Główna stopa procentowa w Polsce od lipca 2013 r. wynosi 2,5 proc. i jest najniższa w historii. Rada chce utrzymać taki poziom co najmniej do połowy tego roku. A przynajmniej taki plan miała dotychczas. Dzisiaj jednak wszystko może się zmienić, bo podczas kończącego się właśnie posiedzenia, członkowie RPP poznali nowe przewidywania analityków Instytutu Ekonomicznego NBP co do tego, w jakim tempie będzie rosła polska gospodarka i jaka będzie inflacja w najbliższych latach. Prognozy dotyczą tego roku i dwóch kolejnych.

Jeszcze w listopadzie bank centralny spodziewał się, że PKB w tym roku wzrośnie o 2,9 proc., a w przyszłym przyspieszy do 3,3 proc.

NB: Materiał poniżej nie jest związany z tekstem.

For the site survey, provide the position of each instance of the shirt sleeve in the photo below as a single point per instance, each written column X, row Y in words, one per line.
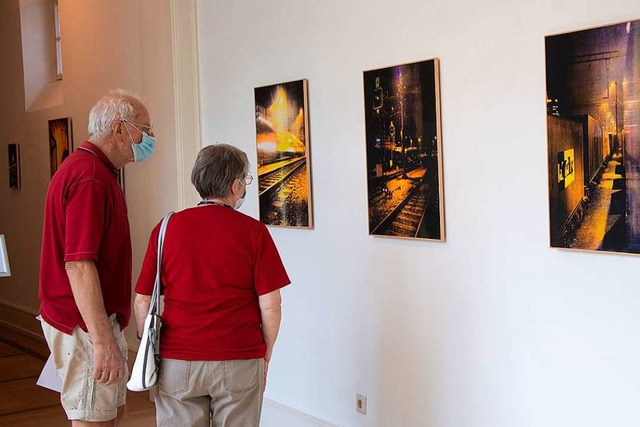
column 147, row 278
column 270, row 273
column 86, row 211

Zdaniem ekonomistów, NBP może teraz podwyższyć prognozy. Nie znaczy to, że szybsza dynamika wzrostu PKB przełoży się na inflację. Ostatnio NBP prognozował, że w tym roku ceny konsumenckie wzrosną o 1,7 proc., a w 2015 r. o 1,9 proc. Analitycy zaznaczają, że te prognozy mogą teraz być jeszcze niższe.

Jeśli taki scenariusz dla gospodarki pokaże najnowszy "Raport o inflacji", to znaczy, że Rada raczej nie będzie spieszyła się z podnoszeniem stóp procentowych. - Wyższa ścieżka wzrostu i nieco niższa inflacji sugerowałaby utrzymanie wciąż łagodnego języka i deklaracji o niezmienianiu stóp - mówi Rafał Benecki, główny ekonomista ING. - Możliwa jest nawet zapowiedź wydłużenia okresu braku zmian stóp do końca III kwartału 2014.r. - zaznacza Radosław Bodys, główny ekonomista PKO BP. Rynek spodziewa się początku zaostrzania polityki pieniężnej dopiero w ostatnim kwartale roku.

Na działania RPP mogą mieć też wpływ ostatnie wydarzenia na Ukrainie. - Kryzys ukraiński i rosyjskie embargo na polską wieprzowinę oraz obawy o wpływ załamania łącznego eksportu do Rosji to także czynniki sugerujące ostrożność - przyznaje Benecki. Prezes NBP Marek Belka przyznał ostatnio, że ukraiński kryzys nie ułatwia prowadzenia polityki pieniężnej w Polsce.

Decyzję o wysokości stóp procentowych RPP ogłosi wczesnym popołudniem. O godz. 16 odbędzie się konferencja prasowa prezesa Marka Belki.